Web automation and scraping are powerful tools for gathering and interacting with web data. Puppeteer, a Node.js library that provides a high-level API to control headless Chrome or Chromium, is ideal for these tasks. In this guide, we’ll walk through a detailed example of how to use Puppeteer to automate form submissions and capture screenshots of the results.
Introduction
In this tutorial, we will build a script that:
- Opens a web page.
- Enters a search query into a form field.
- Submits the form.
- Waits for the page to load the search results.
- Takes a screenshot of the results page.
Let’s dive into the code and see how this is achieved.
Complete Code – Right away.
Here’s the code we’ll be discussing:
const puppeteer = require("puppeteer");
async function enterFormData(url, searchQuery){
try {
const browser = await puppeteer.launch({headless: false});
const page = await browser.newPage();
await page.goto(url);
await page.focus('input[name="p"]');
await page.keyboard.type(searchQuery);
await page.keyboard.press('Enter');
await page.waitForNavigation({waitUntil: 'networkidle2'});
await page.screenshot({path: 'query-results.png'});
await browser.close();
console.log("Form Data Submitted Successfully");
} catch(error){
console.log(error);
}
}
const url = "https://yahoo.com";
const query = "sunrise";
enterFormData(url, query);
Importing Puppeteer
const puppeteer = require("puppeteer");
The first line imports Puppeteer, which is necessary for launching and controlling the browser. Puppeteer is known for its ability to automate tasks in a web browser, perform web scraping, and more.

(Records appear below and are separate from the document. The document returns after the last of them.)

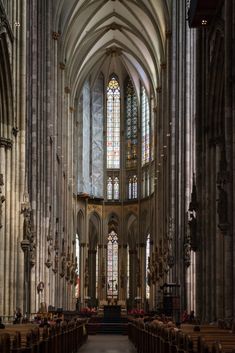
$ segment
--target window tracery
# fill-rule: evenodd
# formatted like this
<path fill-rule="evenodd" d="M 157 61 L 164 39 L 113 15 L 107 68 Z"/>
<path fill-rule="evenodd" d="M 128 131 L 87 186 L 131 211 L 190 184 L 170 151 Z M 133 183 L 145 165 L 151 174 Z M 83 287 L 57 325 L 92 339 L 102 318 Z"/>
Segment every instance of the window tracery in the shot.
<path fill-rule="evenodd" d="M 118 236 L 112 230 L 108 235 L 107 244 L 107 297 L 117 298 L 118 295 Z"/>
<path fill-rule="evenodd" d="M 115 75 L 107 86 L 107 168 L 120 168 L 120 86 Z"/>

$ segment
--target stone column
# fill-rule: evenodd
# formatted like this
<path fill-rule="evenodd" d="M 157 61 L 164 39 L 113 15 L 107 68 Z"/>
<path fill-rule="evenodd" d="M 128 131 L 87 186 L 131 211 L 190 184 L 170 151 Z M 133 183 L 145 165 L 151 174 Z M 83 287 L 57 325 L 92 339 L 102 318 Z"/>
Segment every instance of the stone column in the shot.
<path fill-rule="evenodd" d="M 89 284 L 88 284 L 88 297 L 92 306 L 96 298 L 96 250 L 88 250 L 88 271 L 89 271 Z"/>
<path fill-rule="evenodd" d="M 225 148 L 227 158 L 227 169 L 230 177 L 227 180 L 227 207 L 228 210 L 228 231 L 224 239 L 224 304 L 225 304 L 225 317 L 231 318 L 233 316 L 233 188 L 232 188 L 232 168 L 233 168 L 233 114 L 234 114 L 234 101 L 233 101 L 233 86 L 231 80 L 234 72 L 234 57 L 233 57 L 233 37 L 234 22 L 233 12 L 234 3 L 232 0 L 225 1 Z"/>

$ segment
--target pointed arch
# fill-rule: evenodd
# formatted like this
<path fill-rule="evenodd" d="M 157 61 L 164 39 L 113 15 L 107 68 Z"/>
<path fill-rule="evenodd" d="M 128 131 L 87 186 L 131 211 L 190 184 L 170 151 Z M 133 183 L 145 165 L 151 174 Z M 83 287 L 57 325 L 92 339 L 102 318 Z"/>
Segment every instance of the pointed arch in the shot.
<path fill-rule="evenodd" d="M 85 241 L 85 217 L 84 217 L 84 212 L 82 209 L 80 209 L 77 213 L 77 227 L 76 231 L 78 234 L 78 238 L 80 242 Z"/>
<path fill-rule="evenodd" d="M 12 72 L 7 33 L 0 33 L 0 136 L 11 139 L 13 128 Z"/>
<path fill-rule="evenodd" d="M 97 212 L 92 212 L 89 216 L 89 249 L 95 250 L 101 234 L 101 219 Z"/>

Defining the enterFormData
Function
The enterFormData
function performs the following tasks:
- Launching the Browser:
const browser = await puppeteer.launch({headless: false});
The puppeteer.launch()
method starts a new browser instance. The headless: false
option ensures that the browser is visible while running. This is useful for debugging or watching the automation process in real-time. For production or automated tasks, you might set this to true
to run the browser in headless mode, which operates in the background without a GUI.
2. Opening a New Page:
const page = await browser.newPage();
This line creates a new page (or tab) in the browser, where we will perform our interactions.
3. Navigating to the URL:
await page.goto(url);
The page.goto(url)
method navigates to the specified URL. In this example, it opens Yahoo’s homepage.
4. Focusing on the Input Field:
await page.focus('input[name="p"]');
This command focuses on the input field with the name attribute p
. This is the field where we will enter our search query.
5. Typing the Search Query:
await page.keyboard.type(searchQuery);
The page.keyboard.type(searchQuery)
method types the provided search query into the focused input field. This simulates user input into the field.
6. Submitting the Form:
await page.keyboard.press('Enter');
This line simulates pressing the ‘Enter’ key, which submits the form on the webpage. This action triggers the search or form submission process.
7. Waiting for Navigation:
await page.waitForNavigation({waitUntil: 'networkidle2'});
After submitting the form, the page will navigate to the results or next page. The page.waitForNavigation({waitUntil: 'networkidle2'})
method waits for the navigation to complete, ensuring that the page has fully loaded. The networkidle2
option waits until there are no more than 2 network connections for at least 500 ms.
8. Capturing a Screenshot:
await page.screenshot({path: 'query-results.png'});
‘The page.screenshot()
method takes a screenshot of the current page. The path
option specifies the filename where the screenshot will be saved. In this case, it saves the screenshot as query-results.png
.
9. Closing the Browser:
await browser.close();
This line closes the browser instance, freeing up system resources.
10. Handling Errors:
catch(error){ console.log(error); }
The catch
block catches any errors that occur during the execution of the function and logs them to the console.
Running the Function
const url = "https://yahoo.com";
const query = "sunrise";
enterFormData(url, query);
Here, we define the URL and search query, and then call the enterFormData
function with these parameters.
The function performs the tasks described above, resulting in the submission of the search query and the capture of the results page screenshot.
Conclusion
This script demonstrates how to use Puppeteer to automate interactions with a webpage, such as filling out and submitting a form, and capturing the results.
Puppeteer is a powerful tool for web automation and scraping, enabling you to programmatically control a browser and perform a wide range of tasks.
Whether you’re looking to automate repetitive tasks, gather data, or test web applications, Puppeteer offers a flexible and robust solution. By modifying the script to suit your needs, you can automate virtually any web-based task with ease.